Lettre SNCVD
Le 28 – 04 – 2010
1- Elections
Le 29 septembre prochain auront lieu les élections URML (Union régionale des médecins libéraux) . Sous l’impulsion de Jacques Domergue, dans le cadre de la loi Bachelot, a été créé à coté des collèges généralistes et spécialistes, un troisième collège réservé aux spécialistes des Plateaux techniques lourds (chirurgiens, anesthèsistes, gynéco-obstétriciens) . Ces élections prennent d’autant plus d’importance que la politique de santé va désormais être déclinée en régions et ces collèges seront les interlocuteurs des Agences Régionales de Santé, qui regroupent désormais les ARH, les DRASS et autres tutelles.
Il est essentiel que les chirurgiens viscéraux soient bien représentés dans ces élections.

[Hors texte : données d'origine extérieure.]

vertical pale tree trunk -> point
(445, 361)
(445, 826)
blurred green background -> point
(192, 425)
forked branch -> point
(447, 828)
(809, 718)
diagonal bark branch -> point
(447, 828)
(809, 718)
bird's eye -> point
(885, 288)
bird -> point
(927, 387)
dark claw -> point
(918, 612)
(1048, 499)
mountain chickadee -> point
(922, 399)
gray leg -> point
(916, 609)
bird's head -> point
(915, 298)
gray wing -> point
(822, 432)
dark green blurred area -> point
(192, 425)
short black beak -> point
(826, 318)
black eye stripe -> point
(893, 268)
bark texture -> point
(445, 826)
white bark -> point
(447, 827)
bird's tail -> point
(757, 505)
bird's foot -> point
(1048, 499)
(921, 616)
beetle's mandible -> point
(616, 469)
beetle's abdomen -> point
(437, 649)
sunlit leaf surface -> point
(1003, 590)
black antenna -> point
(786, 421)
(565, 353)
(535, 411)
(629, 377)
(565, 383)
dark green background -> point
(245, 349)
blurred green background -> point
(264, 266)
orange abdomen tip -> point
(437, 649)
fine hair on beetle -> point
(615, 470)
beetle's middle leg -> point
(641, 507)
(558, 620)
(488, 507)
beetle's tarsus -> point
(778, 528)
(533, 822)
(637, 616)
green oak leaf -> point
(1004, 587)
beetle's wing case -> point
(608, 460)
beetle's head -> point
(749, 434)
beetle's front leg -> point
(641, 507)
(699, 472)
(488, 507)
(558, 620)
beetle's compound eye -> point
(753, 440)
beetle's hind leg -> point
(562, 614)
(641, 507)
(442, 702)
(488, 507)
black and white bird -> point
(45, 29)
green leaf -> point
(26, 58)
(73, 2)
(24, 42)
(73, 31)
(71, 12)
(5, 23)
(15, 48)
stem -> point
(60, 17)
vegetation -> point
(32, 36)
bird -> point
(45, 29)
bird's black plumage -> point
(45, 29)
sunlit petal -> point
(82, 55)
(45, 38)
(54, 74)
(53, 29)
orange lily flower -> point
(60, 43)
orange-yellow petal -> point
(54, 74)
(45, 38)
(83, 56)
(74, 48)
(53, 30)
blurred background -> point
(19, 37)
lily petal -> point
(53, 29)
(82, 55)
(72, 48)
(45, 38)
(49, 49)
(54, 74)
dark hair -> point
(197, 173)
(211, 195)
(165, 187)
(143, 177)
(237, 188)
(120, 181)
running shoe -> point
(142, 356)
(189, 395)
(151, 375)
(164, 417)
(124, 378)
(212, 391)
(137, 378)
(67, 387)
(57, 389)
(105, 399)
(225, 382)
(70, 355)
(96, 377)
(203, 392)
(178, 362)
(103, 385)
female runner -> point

Il est probable que deux listes se présenteront pour les chirurgiens : la CSMF AOC (branche chirurgicale) et l’UCDF ; Le SNCVD laisse les collègues libres de voter pour l’une ou l’autre, mais il est essentiel de vous manifester par votre vote.
Soyez attentifs, nous vous en reparlerons.
2- Projet de loi sur le trou de la Responsabilité Civile Professionnelle
Nous vous avons évoqué ce problème dans la dernière lettre (l’ONIAM peut exercer une action récursoire sur le praticien quand le contrat RCP est échu, notamment quand on est parti en retraite). Le texte de ce projet vous est joint. Le sujet nécessite votre vigilance.
3- Tout pour le chirurgien viscéral sur www.chirurgie-viscerale.org
4- La cotisation c’est 100 euros à adresser à l’ordre du SNCVD, au Dr Hutin, clinique Aumont, 52 ter avenue de Saint Cloud, 78000 Versailles
PROPOSITION DE LOI
Article 1er
L’article L. 1142-21-1 du code de la santé publique est abrogé.
Article 2
I. Le quatrième alinéa de l’article L. 1142-15 du code de la santé publique est remplacé par les dispositions suivantes :
« Lorsque la personne responsable des dommages est un professionnel de santé, l’office est subrogé, à concurrence des sommes versées, dans les droits de la victime contre ce professionnel de santé ou, le cas échéant, son assureur, sauf dans les cas suivants : soit le délai de validité de la couverture d’assurance garantie par les dispositions du cinquième alinéa de l’article L. 251-2 du code des assurances est expiré, soit les plafonds de garantie prévus dans les contrats d’assurance en application des dispositions du troisième alinéa de l’article L. 1142-2 du présent code sont dépassés. »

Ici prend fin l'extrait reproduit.